Bitter high school rivals may have to become one

The Wrenshall girls basketball team huddled up in the middle of another loss in 2010. Photo: Bob Collins | MPR News

If I had to choose one of the more-than-10,000 NewsCut posts I’ve done since starting this blog, this would be the one: the girls’s basketball team at Wrenshall.

They’d just lost a game 65-0 and were the target of cruel jokes, mostly by people who shrink from the challenges these kids met with pride.

In the end, all they wanted to do was beat Carlton — the big high school rivalry in town. We all had them when we were kids.

But most of us never had to face what many high school rivalries in greater Minnesota have to face — becoming one with the hated rival.

It’s happening in Wrenshall and Carlton — maybe — according to the Duluth News Tribune today.

The two school boards will consider combining their districts later this month.

“Carlton is begging us to combine to get them out of the hole. If Carlton wants to combine, let them go to someone else. … Leave us alone,” Caroline Johnson of Wrenshall said at a public hearing last week.

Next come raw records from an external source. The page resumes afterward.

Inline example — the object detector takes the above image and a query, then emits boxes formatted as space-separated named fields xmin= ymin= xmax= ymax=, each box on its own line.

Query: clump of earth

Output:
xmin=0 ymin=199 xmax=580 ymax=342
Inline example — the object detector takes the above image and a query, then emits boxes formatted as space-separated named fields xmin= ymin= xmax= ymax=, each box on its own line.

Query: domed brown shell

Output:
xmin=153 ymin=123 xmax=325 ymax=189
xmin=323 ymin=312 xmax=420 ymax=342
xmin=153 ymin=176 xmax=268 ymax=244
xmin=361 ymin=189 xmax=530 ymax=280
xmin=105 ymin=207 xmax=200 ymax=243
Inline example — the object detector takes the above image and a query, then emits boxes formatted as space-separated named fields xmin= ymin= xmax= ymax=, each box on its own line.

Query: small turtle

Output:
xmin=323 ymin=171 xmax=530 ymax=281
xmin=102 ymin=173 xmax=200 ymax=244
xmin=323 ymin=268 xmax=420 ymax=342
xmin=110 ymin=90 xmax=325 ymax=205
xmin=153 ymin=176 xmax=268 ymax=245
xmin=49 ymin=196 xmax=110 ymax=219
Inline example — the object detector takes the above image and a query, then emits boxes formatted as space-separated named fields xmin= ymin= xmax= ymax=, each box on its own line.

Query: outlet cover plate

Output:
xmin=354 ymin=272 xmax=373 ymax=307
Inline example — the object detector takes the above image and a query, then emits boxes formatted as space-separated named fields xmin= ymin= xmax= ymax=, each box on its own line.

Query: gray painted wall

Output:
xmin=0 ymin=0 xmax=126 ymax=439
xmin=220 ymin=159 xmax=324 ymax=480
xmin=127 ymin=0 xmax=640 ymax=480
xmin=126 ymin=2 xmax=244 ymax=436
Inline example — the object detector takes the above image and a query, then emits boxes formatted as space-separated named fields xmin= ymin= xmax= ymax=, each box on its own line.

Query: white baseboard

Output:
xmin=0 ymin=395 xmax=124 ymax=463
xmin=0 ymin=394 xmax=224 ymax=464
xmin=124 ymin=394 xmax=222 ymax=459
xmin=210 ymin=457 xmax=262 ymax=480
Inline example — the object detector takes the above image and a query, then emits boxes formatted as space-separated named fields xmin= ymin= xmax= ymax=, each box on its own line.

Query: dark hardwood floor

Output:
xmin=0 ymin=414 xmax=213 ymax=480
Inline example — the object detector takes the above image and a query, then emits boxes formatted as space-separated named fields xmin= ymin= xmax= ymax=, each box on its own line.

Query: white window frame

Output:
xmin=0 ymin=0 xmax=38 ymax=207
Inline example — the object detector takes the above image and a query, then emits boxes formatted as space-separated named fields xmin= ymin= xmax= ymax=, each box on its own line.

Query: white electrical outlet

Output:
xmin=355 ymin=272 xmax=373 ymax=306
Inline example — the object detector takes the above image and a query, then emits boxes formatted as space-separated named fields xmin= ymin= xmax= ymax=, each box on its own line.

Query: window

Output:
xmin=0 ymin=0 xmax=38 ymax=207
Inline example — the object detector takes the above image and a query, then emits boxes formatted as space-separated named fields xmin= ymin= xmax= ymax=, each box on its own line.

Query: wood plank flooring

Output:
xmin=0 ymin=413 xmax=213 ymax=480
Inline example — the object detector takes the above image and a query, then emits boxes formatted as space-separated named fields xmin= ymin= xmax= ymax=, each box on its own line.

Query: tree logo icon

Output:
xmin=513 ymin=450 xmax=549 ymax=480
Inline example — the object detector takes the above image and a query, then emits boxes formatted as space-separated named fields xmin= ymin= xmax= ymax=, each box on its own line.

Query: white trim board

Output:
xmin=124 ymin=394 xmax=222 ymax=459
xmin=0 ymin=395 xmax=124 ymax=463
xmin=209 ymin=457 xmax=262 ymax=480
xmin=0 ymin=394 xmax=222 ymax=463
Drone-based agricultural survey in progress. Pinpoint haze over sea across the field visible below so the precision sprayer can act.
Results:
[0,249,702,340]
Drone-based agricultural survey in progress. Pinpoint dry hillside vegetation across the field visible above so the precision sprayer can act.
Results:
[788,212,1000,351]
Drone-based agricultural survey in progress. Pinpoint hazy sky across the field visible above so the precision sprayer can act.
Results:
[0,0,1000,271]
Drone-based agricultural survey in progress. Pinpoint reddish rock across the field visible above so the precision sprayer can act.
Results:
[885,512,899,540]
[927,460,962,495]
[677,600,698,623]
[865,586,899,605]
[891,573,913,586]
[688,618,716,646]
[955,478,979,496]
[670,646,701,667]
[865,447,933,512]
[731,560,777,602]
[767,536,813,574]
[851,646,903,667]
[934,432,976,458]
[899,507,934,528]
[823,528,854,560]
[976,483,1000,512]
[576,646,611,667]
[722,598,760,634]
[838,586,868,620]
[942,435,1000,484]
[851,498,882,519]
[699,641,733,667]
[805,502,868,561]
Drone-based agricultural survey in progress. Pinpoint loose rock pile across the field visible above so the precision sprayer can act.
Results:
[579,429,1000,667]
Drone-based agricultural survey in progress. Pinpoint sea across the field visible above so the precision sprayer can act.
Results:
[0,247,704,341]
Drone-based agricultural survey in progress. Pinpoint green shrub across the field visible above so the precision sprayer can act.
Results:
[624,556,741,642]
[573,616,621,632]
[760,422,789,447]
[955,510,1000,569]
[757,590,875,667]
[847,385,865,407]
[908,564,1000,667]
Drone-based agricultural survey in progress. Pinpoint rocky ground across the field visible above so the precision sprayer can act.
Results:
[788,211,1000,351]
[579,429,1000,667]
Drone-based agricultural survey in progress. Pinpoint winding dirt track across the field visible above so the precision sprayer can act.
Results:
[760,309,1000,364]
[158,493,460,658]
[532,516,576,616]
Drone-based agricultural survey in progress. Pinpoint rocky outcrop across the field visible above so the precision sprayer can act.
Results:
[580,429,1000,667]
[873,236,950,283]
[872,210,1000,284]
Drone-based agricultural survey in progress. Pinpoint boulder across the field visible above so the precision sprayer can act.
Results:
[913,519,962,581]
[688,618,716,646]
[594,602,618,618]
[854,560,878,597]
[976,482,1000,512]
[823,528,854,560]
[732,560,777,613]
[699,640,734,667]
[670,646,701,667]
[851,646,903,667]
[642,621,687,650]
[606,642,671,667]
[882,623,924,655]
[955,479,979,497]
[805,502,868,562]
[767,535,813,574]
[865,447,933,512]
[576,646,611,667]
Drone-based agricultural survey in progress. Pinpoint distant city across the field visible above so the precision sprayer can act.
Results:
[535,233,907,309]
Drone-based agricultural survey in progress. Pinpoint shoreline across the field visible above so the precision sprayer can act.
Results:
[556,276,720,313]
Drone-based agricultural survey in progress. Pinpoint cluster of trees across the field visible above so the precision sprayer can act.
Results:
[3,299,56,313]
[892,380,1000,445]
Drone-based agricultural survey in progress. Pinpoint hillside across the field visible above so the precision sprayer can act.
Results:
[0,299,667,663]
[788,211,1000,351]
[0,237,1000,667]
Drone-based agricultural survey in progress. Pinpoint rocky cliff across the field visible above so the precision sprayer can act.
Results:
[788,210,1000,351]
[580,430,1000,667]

The consolidated district could offer better programs, which will lead to better education, (Kevin Holm of architecture firm LHB) said. The consolidation would save a minimum of $1 million that can be used toward other educational opportunities or the facilities. If another foreign language is added into the curriculum, for instance, it would increase the consolidated district’s costs, but would also improve the district’s curriculum offerings, he explained.

Some Carlton parents say they support the consolidation because it could mean more educational offerings for students, with some parents saying they are planning to enroll their children elsewhere if the consolidation doesn’t occur.

Wrenshall alumnus Kyle Holmes recently moved from Carlton to Wrenshall and said that because of Carlton’s facilities and Wrenshall’s lack of educational opportunities, he is looking for the best education options for his children and is considering the Esko, Cloquet and Barnum school districts.

A consolidated school district could offer children more options that are “opportunities to grow” for students, he said. Parents are consumers with open enrollment options and he hopes both school districts see their limitations.

It probably makes sense in the long run.

And now might be the right time. Last month, the kids of Wrenshall beat Carlton, 41-to-34.